Atualizado: 11 de set. de 2021

Cristiane Costa

Como uma pioneira repórter do século 19 se infiltrou em um hospício feminino em Nova York para narrar os abusos sofridos pelas internas.


Vista do manicômio na Ilha Blackwell, em Nova York


Se Nellie Bly fosse um personagem, seria totalmente inverossímil. No entanto, as histórias que escreveu, sempre em primeira pessoa, são reais. Elizabeth Cochran Seaman, seu verdadeiro nome, efetivamente se internou em um hospício feminino para narrar o dia a dia das mulheres rotuladas como histéricas e mostrou a Júlio Verne que era possível dar a volta ao mundo em menos de oitenta dias. Tudo isso no século 19, quando garotas com rosto de porcelana como ela usavam espartilhos e anquinhas para conquistar bons maridos. Até bem pouco tempo atrás desconhecida no Brasil, Bly tem sido cultuada nos Estados Unidos, com teses, biografia, obra completa, série, filmes, livros infantis, desenhos animados e até selo comemorativo. Em um mundo ávido por aventuras, de preferência protagonizadas por garotas bonitas dispostas a tudo para deixar a sua marca, é o que se pode chamar de personagem perfeito.

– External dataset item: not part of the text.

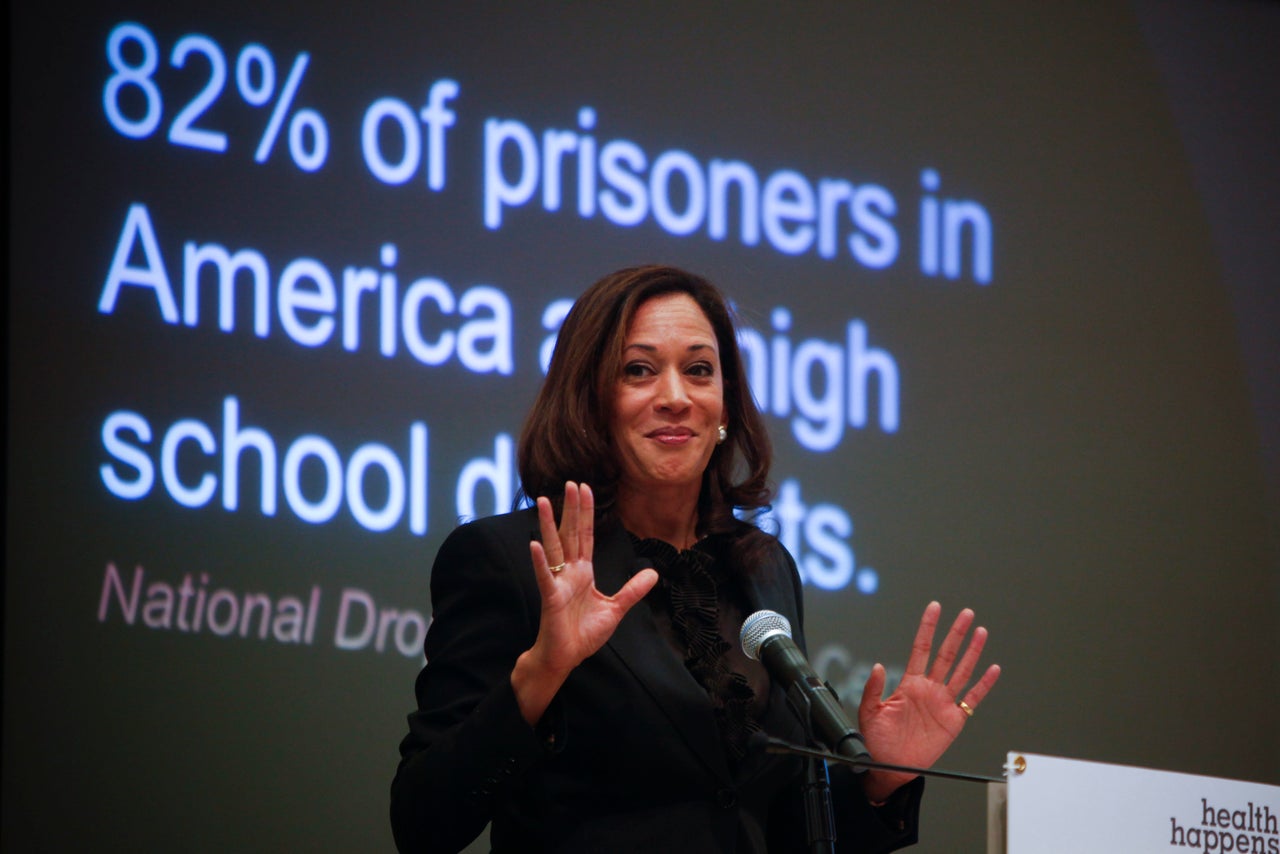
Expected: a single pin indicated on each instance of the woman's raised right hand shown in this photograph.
(576, 617)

Desde o ano passado, a febre Nellie Bly tem se espalhado pelo Brasil, com três edições diferentes de seu livro mais famoso, sobre sua infiltração em um hospício. Sua importância pode ser medida pelos prefácios assinados por duas das mais importantes repórteres investigativas do país: Patrícia Campos Mello, premiada com o Maria Moors Cabot da Universidade de Columbia, abre a edição da Fósforo; e Daniela Arbex, autora de Holocausto brasileiro, sobre maus-tratos em um hospital psiquiátrico de Barbacena, assina o prefácio da Ímã Editorial (que editou ainda outro clássico de Bly, A volta ao mundo em 72 dias). A Wish produziu uma edição, com tradução de Karine Ribeiro, em regime de crowdfunding.

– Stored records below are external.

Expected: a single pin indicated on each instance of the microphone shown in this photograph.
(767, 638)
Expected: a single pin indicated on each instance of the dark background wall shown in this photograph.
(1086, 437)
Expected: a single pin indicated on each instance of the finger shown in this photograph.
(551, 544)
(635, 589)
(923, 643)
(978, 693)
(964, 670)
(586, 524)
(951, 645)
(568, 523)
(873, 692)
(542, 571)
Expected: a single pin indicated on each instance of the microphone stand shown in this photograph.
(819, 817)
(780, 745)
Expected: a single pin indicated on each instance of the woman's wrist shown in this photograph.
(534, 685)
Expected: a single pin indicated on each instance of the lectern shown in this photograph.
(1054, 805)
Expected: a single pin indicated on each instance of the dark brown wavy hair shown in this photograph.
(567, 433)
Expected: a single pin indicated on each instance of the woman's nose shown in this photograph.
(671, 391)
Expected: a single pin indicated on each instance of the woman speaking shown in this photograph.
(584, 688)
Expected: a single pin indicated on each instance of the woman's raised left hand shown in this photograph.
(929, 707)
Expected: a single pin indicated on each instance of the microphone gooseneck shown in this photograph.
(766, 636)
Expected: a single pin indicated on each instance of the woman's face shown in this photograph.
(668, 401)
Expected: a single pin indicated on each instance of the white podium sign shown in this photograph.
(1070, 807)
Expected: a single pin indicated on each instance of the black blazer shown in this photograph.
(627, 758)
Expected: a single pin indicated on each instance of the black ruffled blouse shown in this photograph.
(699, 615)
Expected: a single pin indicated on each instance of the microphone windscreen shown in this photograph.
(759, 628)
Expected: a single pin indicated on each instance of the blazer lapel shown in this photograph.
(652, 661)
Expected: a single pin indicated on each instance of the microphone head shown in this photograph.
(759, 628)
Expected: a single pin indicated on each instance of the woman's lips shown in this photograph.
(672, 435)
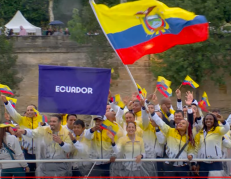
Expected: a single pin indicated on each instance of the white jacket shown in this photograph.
(154, 140)
(49, 148)
(13, 143)
(209, 145)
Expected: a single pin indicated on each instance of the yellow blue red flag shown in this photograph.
(143, 27)
(13, 101)
(162, 82)
(110, 126)
(5, 89)
(189, 81)
(117, 98)
(205, 99)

Celebridade já em sua época, Bly inaugurou o stunt reporting, ou jornalismo de disfarce, majoritariamente exercido por mulheres ambiciosas como ela, as stunt girls, que se infiltravam em lugares fechados para narrar em primeira pessoa tudo o que viam e ouviam. Frequentaram casas de ópio, mendigaram sob sol e chuva, acompanharam abortos ilegais, enrolaram tabaco em fábricas de cigarro e exploraram a alma encantadora das ruas, até então vetada às moças de família. Há registro de que o gênero tenha tido seguidoras até no Brasil. Mas apenas o nome de Nellie Bly sobreviveu, e como nota de rodapé em textos dedicados à penny press, o jornalismo caça-níquel inaugurado pelo mesmo Joseph Pulitzer que hoje dá nome ao prêmio de reportagem mais prestigiado do mundo.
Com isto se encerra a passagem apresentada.